Alderman-at-Large Post 1, Carol Bell, is seeking a third term, being challenged by Keisha Gibson-Carter. In 2015, she received 58.64% of the vote against Linda Wilder-Bryan who entered the race late, had never run for office, but received over 40% of the votes cast across the city.  This year, Wilder-Bryan is running in her home district, District 3.  Bell’s vote this year is expected to mirror the vote DeLoach receives.

District 2 Alderman Bill Durrence is seeking his second term, again facing challenger Detric Leggett.  Back in 2015, Durrence, Leggett and Andrea Patterson challenged City alderman Mary Osborne who ended up with only 29.14% of the 3,634 votes cast.  On that day, there were 9,743 registered voters in District 2.  Durrence came in first among the four, with 44.30% of the vote, and won over Osborne in the Dec. runoff.

District 3 Alderman John Hall is seeking a third term, in a head-to-head contest with challenger Linda Wilder Bryan.  In 2015, there were 11,144 registered voters in District 3.  Hall received 2071 or 54.40% of the total 3,807 votes cast in that race, against Kim Dulak who received 1,730 votes, or 45.44%.   This year, he’s in another head-to-head race against Linda Wilder-Bryan.  But this year, both candidates are African American; in both 2011 and 2015, Hall faced a white opponent. The demographics of District 3 are roughly 50% white and 50% voters of color, leading to a new landscape for Hall.
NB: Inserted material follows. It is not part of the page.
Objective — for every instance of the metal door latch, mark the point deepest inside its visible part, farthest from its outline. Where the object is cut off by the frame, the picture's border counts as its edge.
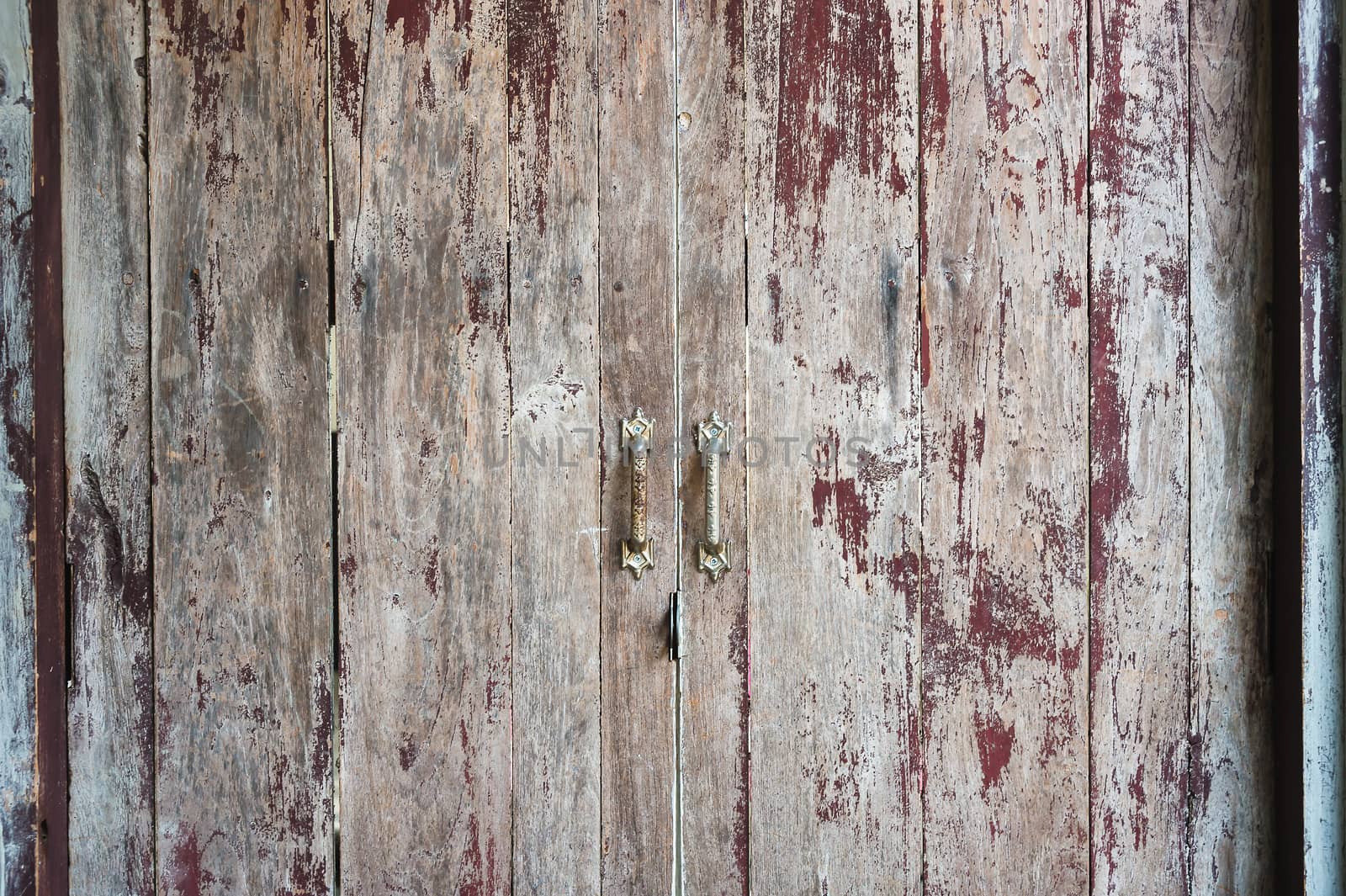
(713, 440)
(676, 626)
(637, 439)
And, District 6 Alderman Tony Thomas is seeking his fifth term representing Savannah’s Southside.  In 2015, he was challenged by three opponents, David Self, Zena McClain and Stephen McElveen, but received 58.68% of the 3804 votes cast.  That day, there were 9,765 registered voters in District 6.  This year, Thomas is in a race with Kurtis Purtee who has lived in the district for several years, and Antonio Hunter.

Alderman-at-Large Post 2, is an open seat, as Brian Foster did not seek re-election.  Atty. Tony Center, a former Chatham County Commissioner, and activist Alicia Blakely are both seeking the seat. 

The District 1 seat is also open, with long-time Alderman Van Johnson running for Mayor.  Bernetta Lanier from Hudson Hill is running against Peter Pannizzo, a resident of The Highlands area on the City’s far west edges.  In the final forum of this election cycle, held last night for Highlands residents, Pannizzo did not attend, instead hosting his own “Meet the Candidate” event at which eight people attended.

Pooler Municipal Elections

Pooler has a number of highly-contested races, for Mayor and six seats on the City Council today, as well.  A group of candidates is seeking to bring ‘new faces’ into local government after 10 years of the Mike Lamb administration.  Mayor Lamb announced in August that he would not be seeking another term. Look for the large number of candidates for all posts to impact the Pooler turnout.

The Board of Elections has added machines in the Pooler area, based on the long lines last year that had people standing in lines for hours. 

Under Georgia law, there is supposed to be one voting machine for every 200 registered voters assigned to a polling location. Across the County, Chatham is far short of that number, but long lines are not expected for the municipal races.